From zero to one hundred in a second, I was totally enraged with my dad, just pissed off and frustrated, and we got into a heated fight. I was about to say something really unkind when I stopped for a second and said, “Let’s look at the ocean.” That was the irony of it—here we were in this gorgeous place, going after each other’s necks. After a pause and feeling my breath in my belly, I said, “I’m sorry I agreed to answer your question. I understand that you want my help. I love you so much, and I would love to help you, but this dynamic never ends up going well.” Just like that, something broke open. It was extraordinary. In that moment I felt full, complete love for my father, even though one minute before I had been feeling nothing but rage.

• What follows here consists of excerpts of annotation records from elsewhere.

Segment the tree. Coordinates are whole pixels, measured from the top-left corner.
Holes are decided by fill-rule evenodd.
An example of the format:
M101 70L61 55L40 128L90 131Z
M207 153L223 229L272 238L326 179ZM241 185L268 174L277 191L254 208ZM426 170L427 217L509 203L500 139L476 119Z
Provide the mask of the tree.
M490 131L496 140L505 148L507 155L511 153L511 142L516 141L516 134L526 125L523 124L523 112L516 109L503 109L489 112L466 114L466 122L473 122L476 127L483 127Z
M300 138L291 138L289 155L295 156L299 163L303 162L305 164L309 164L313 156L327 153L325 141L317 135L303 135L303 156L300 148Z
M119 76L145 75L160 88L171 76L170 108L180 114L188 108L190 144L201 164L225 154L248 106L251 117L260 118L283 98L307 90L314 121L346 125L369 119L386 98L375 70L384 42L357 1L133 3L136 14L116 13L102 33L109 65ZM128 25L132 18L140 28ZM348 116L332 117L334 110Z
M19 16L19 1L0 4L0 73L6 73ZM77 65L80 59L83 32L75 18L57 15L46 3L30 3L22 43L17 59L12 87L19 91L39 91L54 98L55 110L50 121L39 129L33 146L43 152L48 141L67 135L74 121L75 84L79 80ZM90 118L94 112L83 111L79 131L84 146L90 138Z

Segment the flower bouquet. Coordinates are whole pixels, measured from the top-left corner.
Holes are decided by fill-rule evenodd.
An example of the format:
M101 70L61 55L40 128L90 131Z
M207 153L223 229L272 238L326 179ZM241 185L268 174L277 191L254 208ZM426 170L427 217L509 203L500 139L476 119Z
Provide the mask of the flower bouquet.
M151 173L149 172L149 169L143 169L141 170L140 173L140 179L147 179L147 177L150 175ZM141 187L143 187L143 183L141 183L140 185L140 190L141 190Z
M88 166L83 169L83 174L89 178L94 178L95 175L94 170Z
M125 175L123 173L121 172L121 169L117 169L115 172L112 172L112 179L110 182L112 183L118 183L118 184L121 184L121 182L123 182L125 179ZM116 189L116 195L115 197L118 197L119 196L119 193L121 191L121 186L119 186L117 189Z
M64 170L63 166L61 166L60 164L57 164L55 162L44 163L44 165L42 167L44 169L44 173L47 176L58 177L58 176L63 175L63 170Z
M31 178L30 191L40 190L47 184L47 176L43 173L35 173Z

He actually still asks me for advice about this person sometimes. These days, I pause, breathe, and say no. And it feels great. I waited a long time for him to change. I felt that because I had been the one who had been wronged, that he should be the one to alter his behavior. But actually, I was the one who needed to shift. I needed to change the dynamic in myself. I need to continuously practice being the protector for the young part of me. That’s often the problem when we talk about relationships, isn’t it? It’s tends to go like this: “Well, when they change their behavior, then we’re going to have a great time and a fabulous relationship.” That’s often the critical error. We’re the ones who need to do the changing, even if it’s totally terrifying.
There’s an old Chinese story about carp and the origin of dragons. Carp are like salmon: they swim upstream by flinging themselves above the water. It’s an intense thing to see, the golden fish throwing its body with all of its might. The myth goes that the carp transforms into a dragon, but only if it throws its whole body up the waterfall and through the dragon’s gate at the end of the Yellow River. The dragon, of course, is a symbol of enlightenment—of complete wakefulness.
Sometimes—in moments like the one I had with my father—the beauty is in taking your whole body, using all your might, to just stop. Just stop. And once you’ve done that, truly feel what that’s like. Establishing trust in that feeling of peace is what allows us to take refuge, to commit totally to wakefulness in the midst of difficult moments. To me, that’s what taking refuge means: the decision that we’re going to live from a different kind of ground. Not the ground of “I’m right” or the ground of “You’re an asshole” but the ground of intimacy.
But until we’re willing to have the courage and commitment to truly change the way we function, then “taking refuge” is just some idea. We need to be that golden carp. We might be scared, we might be afraid, and we are completely committed to waking up.